From Babe Ruth to Tiger Woods
I was rummaging through some old family photos over the weekend and came across some pictures of one of my favorite uncles. His name was Alec. A decent athlete in his day, he was a wrestler and football player. His “day” was the late 20′s and early 30′s. He had serious consideration for playing college football for Duke. A knee injury ended that dream.
Born in 1912, Alec Alexander saw an awful lot in the sports world. He saw great athletes come and go. He saw significant changes in how we watch sports. He saw records broken and barriers shattered.
He wasn’t the only person to have seen these changes of course. But I stopped to consider for a moment how much he had truly seen — or at least the events that unfolded during his lifetime. He lived to be 88 years old – Hell, I’ll sign up for a solid 88.
The first baseball game he went to was in Philadelphia to see the A’s play the Yankees. That was the 1928 season. Playing for the A’s near at the end of his career was none other than Ty Cobb. Of course, there was a guy named Ruth playing on the other side. Gehrig too. To consider the future Hall of Famers he saw on the field that day, boggles the mind. The A’s and Yanks were loaded with them.

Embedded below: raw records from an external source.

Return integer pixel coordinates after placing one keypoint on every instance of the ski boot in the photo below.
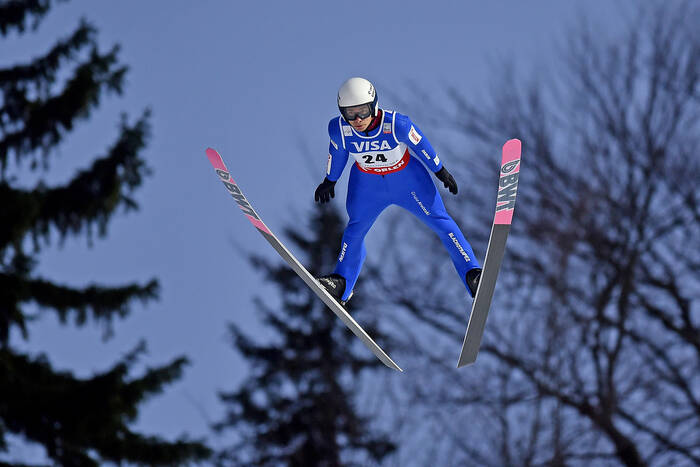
(335, 285)
(473, 277)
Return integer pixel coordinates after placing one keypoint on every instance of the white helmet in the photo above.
(357, 92)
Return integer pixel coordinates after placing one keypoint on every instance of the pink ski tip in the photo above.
(511, 150)
(216, 160)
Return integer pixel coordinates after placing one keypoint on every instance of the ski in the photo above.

In those same years Red Grange and Jack Dempsey were nearing the end.
Years would pass. Along came Joe Louis and Jesse Owens. Bronco Nagurski, Joltin’ Joe, and Teddy Ballgame.
And Jackie Robinson.
These were heroes that existed in theatre news reels, static-filled radio broadcasts and grainy newspaper photos. They also existed in living color if you were fortunate enough to have a ticket to Yankee Stadium or Madison Square Garden or Shibe Park or…wherever the game or fight or match was being held.
Alec saw these stars. He followed their exploits along with the rest of his generation. He was a 20th century man, and it was moving fast, and he was running along side of it, like chasing a train out of the station to wave to a friend.
Then came television. Mickey, Willie, and the Duke. The Friday night fights. The pro wrestling. All this too existed in black and white, but it was the greatest leap forward. It allowed fans to see the game, no matter where they lived, in real time.
Alec saw TV’s first golf hero Arnold Palmer. Then came Jack.
He picked up the paper one day in March of 1962 to read about a guy named Wilt Chamberlain scoring 100 points in a basketball game.
Others came along. Ali. Rose. Lombardi. and Simpson.
Alec was a golfer. A pretty good golfer. He’d followed Hogan and Snead and Player. Trying to pick up pointers along the way to better his six handicap. Getting on the course was pretty important to him. Even as his knees and hips gave him trouble, he’d still try to tee it up at least twice a week. By the time the mid 1990′s rolled around, the affects of Alzheimer’s Disease began to take their toll. At first, he played through it, claiming he was just getting old and forgetful. But eventually he would have to sit on the sidelines and only watch.
And watch he did. He saw a kid. He didn’t look like the typical golfer. But Alec wasn’t speaking of the kid’s ethnic background. He was speaking of his character, his approach, and his talent. Through an advancing Alzheimer’s haze, he could see this was something special — that he would once again see a once in a lifetime player — a Ruth, a Grange, an Ali.
In 1997 Alec saw Tiger Woods beat Tom Kite by twelve strokes to win the Masters. “This kid has got something special,” he told me that day. “You’re seeing the greatest. He’ll be better than Jack.”
Everytime Woods racks up another major (he’s got 14 now), I think of Uncle Alec and what he said that day. I think of what he saw in 88 years.
And I wonder if anyone will ever live through a time like that again.